Misnah mengangguk. Tapi hatinya masih belum tenang juga.  Ia terus berjalan sampai kemudian ia melihat tenda kecil tempat ayahnya bekerja. Misnah melangkah ke sana, berharap ayahnya mampir ke tempat kerjanya. Tapi ternyata tidak. Ada bangku kecil teronggok di sana, tapi tak ada peralatan tambal ban yang tampak. Misnah duduk di bangku kecil itu. Bangku kecil atau dingklik yang digunakan sang ayah duduk ketika sedang mengerjakan pekerjaannya.
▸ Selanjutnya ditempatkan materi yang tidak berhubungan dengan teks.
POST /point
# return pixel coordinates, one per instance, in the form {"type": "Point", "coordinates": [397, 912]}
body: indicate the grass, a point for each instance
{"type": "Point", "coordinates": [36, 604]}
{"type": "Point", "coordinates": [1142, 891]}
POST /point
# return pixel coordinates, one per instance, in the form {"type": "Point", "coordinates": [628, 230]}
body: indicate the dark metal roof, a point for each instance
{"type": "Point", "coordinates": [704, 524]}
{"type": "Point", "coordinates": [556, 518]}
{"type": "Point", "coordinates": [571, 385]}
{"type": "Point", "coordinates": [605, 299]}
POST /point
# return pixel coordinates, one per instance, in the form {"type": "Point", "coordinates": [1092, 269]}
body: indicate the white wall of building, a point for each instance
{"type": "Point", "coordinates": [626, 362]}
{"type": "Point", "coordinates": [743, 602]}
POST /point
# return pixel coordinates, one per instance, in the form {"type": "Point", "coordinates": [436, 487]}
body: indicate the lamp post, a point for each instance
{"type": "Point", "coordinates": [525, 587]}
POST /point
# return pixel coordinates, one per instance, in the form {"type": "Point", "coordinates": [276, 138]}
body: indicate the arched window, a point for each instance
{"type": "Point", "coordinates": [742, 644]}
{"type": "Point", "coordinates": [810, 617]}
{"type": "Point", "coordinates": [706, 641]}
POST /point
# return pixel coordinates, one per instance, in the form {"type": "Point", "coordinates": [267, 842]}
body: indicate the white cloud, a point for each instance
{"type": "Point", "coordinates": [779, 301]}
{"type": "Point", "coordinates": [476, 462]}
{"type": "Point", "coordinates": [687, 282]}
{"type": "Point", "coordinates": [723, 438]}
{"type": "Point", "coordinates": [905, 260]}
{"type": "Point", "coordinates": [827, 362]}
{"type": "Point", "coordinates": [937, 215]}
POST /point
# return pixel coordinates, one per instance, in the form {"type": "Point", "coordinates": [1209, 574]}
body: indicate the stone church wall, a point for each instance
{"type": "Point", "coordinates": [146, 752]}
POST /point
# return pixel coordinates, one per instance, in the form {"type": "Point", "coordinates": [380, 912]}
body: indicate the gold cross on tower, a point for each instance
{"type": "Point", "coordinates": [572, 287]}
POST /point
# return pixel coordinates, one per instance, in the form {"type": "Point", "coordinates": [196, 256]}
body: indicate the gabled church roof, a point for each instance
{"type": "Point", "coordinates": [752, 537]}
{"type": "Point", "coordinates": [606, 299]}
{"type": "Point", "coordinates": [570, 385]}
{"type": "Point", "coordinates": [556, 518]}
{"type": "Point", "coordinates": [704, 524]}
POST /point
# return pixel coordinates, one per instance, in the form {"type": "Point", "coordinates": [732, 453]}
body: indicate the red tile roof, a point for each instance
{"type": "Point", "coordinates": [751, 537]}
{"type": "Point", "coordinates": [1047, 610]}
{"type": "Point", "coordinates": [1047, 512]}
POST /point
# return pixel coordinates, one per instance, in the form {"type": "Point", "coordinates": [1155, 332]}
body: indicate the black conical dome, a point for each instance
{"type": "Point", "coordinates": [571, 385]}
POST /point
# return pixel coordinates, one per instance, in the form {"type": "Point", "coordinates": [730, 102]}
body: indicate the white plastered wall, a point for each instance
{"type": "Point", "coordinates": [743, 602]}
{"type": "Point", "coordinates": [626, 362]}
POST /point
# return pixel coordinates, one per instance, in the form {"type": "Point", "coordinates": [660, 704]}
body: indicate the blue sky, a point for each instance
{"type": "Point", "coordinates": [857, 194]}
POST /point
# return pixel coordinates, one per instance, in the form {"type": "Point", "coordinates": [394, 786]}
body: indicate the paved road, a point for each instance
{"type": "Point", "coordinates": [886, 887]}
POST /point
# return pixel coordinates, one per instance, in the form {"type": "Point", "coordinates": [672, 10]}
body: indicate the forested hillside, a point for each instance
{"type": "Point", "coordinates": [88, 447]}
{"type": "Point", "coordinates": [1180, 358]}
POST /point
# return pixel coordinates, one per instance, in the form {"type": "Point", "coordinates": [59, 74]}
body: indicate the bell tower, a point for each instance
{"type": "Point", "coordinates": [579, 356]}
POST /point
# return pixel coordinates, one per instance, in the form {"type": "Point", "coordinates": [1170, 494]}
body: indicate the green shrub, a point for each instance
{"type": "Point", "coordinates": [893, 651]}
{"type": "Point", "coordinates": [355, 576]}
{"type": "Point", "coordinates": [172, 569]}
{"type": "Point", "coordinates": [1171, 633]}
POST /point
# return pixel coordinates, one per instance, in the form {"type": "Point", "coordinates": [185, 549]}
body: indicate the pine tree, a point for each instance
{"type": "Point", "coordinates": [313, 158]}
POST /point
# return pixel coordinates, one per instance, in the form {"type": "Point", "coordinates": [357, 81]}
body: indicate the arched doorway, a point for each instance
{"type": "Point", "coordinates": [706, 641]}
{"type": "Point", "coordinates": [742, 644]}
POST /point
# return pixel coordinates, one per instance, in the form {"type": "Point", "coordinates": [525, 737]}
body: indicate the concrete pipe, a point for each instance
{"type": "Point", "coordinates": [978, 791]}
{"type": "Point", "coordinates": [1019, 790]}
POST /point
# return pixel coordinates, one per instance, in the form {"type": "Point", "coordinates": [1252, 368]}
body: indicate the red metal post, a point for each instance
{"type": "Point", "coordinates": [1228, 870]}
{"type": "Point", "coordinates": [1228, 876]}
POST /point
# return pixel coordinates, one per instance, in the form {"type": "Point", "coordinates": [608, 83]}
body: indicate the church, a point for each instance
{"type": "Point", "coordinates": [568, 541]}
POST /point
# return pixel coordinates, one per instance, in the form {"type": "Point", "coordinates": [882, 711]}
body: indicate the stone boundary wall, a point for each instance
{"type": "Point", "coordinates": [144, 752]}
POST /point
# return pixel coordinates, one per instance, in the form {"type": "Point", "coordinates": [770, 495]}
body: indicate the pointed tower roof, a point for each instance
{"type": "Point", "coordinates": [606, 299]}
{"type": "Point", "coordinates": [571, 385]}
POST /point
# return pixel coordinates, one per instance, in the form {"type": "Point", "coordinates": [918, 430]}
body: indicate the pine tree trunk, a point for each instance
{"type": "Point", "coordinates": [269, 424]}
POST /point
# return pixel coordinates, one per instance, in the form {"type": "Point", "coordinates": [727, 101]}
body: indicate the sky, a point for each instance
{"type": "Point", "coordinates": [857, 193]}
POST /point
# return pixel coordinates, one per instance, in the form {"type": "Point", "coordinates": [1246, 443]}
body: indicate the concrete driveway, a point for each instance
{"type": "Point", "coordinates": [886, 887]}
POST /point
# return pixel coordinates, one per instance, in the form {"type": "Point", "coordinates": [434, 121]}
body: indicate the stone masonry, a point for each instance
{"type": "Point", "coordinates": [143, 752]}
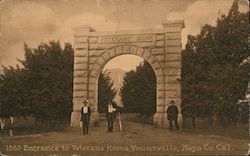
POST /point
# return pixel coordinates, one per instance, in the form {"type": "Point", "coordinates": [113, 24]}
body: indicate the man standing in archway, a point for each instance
{"type": "Point", "coordinates": [172, 115]}
{"type": "Point", "coordinates": [85, 116]}
{"type": "Point", "coordinates": [110, 115]}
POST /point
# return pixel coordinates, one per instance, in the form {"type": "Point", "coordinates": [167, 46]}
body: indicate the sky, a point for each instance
{"type": "Point", "coordinates": [36, 21]}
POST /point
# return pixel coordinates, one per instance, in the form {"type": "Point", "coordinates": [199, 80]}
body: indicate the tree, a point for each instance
{"type": "Point", "coordinates": [138, 93]}
{"type": "Point", "coordinates": [106, 92]}
{"type": "Point", "coordinates": [42, 88]}
{"type": "Point", "coordinates": [213, 79]}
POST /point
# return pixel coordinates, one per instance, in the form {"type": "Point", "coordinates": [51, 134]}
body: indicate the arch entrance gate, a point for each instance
{"type": "Point", "coordinates": [161, 48]}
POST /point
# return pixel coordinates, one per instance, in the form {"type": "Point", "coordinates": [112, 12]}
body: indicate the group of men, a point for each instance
{"type": "Point", "coordinates": [86, 113]}
{"type": "Point", "coordinates": [172, 115]}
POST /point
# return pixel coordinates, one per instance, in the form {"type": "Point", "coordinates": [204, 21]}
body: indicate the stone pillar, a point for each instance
{"type": "Point", "coordinates": [173, 65]}
{"type": "Point", "coordinates": [81, 71]}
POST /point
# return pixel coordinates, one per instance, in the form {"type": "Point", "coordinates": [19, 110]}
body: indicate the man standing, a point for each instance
{"type": "Point", "coordinates": [172, 115]}
{"type": "Point", "coordinates": [85, 116]}
{"type": "Point", "coordinates": [110, 115]}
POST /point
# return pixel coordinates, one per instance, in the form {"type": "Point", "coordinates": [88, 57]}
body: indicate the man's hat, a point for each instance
{"type": "Point", "coordinates": [85, 101]}
{"type": "Point", "coordinates": [172, 101]}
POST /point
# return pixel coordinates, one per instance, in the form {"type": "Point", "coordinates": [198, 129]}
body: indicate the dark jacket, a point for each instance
{"type": "Point", "coordinates": [172, 112]}
{"type": "Point", "coordinates": [85, 116]}
{"type": "Point", "coordinates": [110, 116]}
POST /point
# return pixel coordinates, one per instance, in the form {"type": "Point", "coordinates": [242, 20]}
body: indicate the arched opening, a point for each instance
{"type": "Point", "coordinates": [134, 82]}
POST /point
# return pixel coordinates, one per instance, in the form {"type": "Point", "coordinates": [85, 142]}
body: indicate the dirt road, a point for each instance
{"type": "Point", "coordinates": [137, 139]}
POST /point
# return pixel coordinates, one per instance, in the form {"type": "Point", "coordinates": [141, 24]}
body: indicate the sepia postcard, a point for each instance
{"type": "Point", "coordinates": [124, 77]}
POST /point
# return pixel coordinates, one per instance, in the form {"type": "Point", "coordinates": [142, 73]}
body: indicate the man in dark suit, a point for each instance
{"type": "Point", "coordinates": [110, 115]}
{"type": "Point", "coordinates": [85, 116]}
{"type": "Point", "coordinates": [172, 115]}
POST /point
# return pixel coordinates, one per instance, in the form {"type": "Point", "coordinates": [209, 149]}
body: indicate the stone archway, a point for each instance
{"type": "Point", "coordinates": [160, 47]}
{"type": "Point", "coordinates": [134, 50]}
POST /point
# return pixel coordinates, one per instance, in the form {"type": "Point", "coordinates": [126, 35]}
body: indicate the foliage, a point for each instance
{"type": "Point", "coordinates": [106, 92]}
{"type": "Point", "coordinates": [138, 93]}
{"type": "Point", "coordinates": [213, 76]}
{"type": "Point", "coordinates": [42, 87]}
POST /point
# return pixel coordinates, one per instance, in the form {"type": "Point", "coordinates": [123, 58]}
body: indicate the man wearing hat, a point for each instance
{"type": "Point", "coordinates": [85, 116]}
{"type": "Point", "coordinates": [172, 115]}
{"type": "Point", "coordinates": [110, 115]}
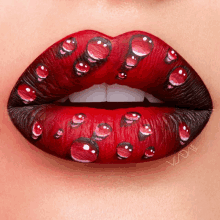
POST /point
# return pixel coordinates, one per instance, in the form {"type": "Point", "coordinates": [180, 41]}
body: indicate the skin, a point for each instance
{"type": "Point", "coordinates": [36, 185]}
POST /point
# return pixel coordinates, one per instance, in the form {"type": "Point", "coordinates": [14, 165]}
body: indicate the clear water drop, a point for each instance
{"type": "Point", "coordinates": [59, 134]}
{"type": "Point", "coordinates": [131, 61]}
{"type": "Point", "coordinates": [121, 76]}
{"type": "Point", "coordinates": [84, 150]}
{"type": "Point", "coordinates": [42, 72]}
{"type": "Point", "coordinates": [37, 130]}
{"type": "Point", "coordinates": [26, 93]}
{"type": "Point", "coordinates": [171, 56]}
{"type": "Point", "coordinates": [184, 131]}
{"type": "Point", "coordinates": [98, 48]}
{"type": "Point", "coordinates": [142, 45]}
{"type": "Point", "coordinates": [82, 68]}
{"type": "Point", "coordinates": [178, 76]}
{"type": "Point", "coordinates": [144, 132]}
{"type": "Point", "coordinates": [149, 152]}
{"type": "Point", "coordinates": [124, 150]}
{"type": "Point", "coordinates": [102, 131]}
{"type": "Point", "coordinates": [69, 45]}
{"type": "Point", "coordinates": [78, 119]}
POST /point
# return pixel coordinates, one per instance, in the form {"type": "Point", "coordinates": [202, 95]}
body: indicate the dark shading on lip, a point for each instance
{"type": "Point", "coordinates": [136, 133]}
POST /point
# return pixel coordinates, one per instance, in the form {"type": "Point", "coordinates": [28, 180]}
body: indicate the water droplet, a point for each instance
{"type": "Point", "coordinates": [26, 93]}
{"type": "Point", "coordinates": [124, 150]}
{"type": "Point", "coordinates": [37, 130]}
{"type": "Point", "coordinates": [171, 56]}
{"type": "Point", "coordinates": [42, 72]}
{"type": "Point", "coordinates": [178, 76]}
{"type": "Point", "coordinates": [130, 118]}
{"type": "Point", "coordinates": [145, 131]}
{"type": "Point", "coordinates": [102, 131]}
{"type": "Point", "coordinates": [149, 152]}
{"type": "Point", "coordinates": [98, 48]}
{"type": "Point", "coordinates": [141, 45]}
{"type": "Point", "coordinates": [69, 45]}
{"type": "Point", "coordinates": [184, 131]}
{"type": "Point", "coordinates": [84, 150]}
{"type": "Point", "coordinates": [59, 134]}
{"type": "Point", "coordinates": [121, 76]}
{"type": "Point", "coordinates": [78, 119]}
{"type": "Point", "coordinates": [82, 68]}
{"type": "Point", "coordinates": [131, 61]}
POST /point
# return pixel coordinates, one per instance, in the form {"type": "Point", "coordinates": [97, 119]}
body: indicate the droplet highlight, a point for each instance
{"type": "Point", "coordinates": [37, 130]}
{"type": "Point", "coordinates": [121, 76]}
{"type": "Point", "coordinates": [130, 118]}
{"type": "Point", "coordinates": [98, 49]}
{"type": "Point", "coordinates": [178, 76]}
{"type": "Point", "coordinates": [82, 68]}
{"type": "Point", "coordinates": [144, 132]}
{"type": "Point", "coordinates": [59, 134]}
{"type": "Point", "coordinates": [26, 93]}
{"type": "Point", "coordinates": [171, 56]}
{"type": "Point", "coordinates": [124, 150]}
{"type": "Point", "coordinates": [42, 72]}
{"type": "Point", "coordinates": [184, 131]}
{"type": "Point", "coordinates": [131, 62]}
{"type": "Point", "coordinates": [142, 45]}
{"type": "Point", "coordinates": [102, 131]}
{"type": "Point", "coordinates": [77, 120]}
{"type": "Point", "coordinates": [149, 152]}
{"type": "Point", "coordinates": [84, 150]}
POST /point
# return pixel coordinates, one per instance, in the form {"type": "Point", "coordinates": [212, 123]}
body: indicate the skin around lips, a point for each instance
{"type": "Point", "coordinates": [88, 57]}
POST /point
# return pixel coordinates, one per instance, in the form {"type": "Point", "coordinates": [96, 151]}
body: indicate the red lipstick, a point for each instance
{"type": "Point", "coordinates": [110, 132]}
Air matanya berlinang ketika merasa betapa lengangnya suasana di sana. Ada seorang laki-laki menuntun sepeda motornya, lalu berhenti di depan tenda itu.

“Lhoh, belum buka?” tanyanya.

Misnah menatapnya sambul mengusap matanya.

“Bapak tidak buka hari ini,” jawabnya lirih.

“O, tidak buka? Waduh, harus berjalan kesana nih, agak jauh sih,” katanya sambil berlalu.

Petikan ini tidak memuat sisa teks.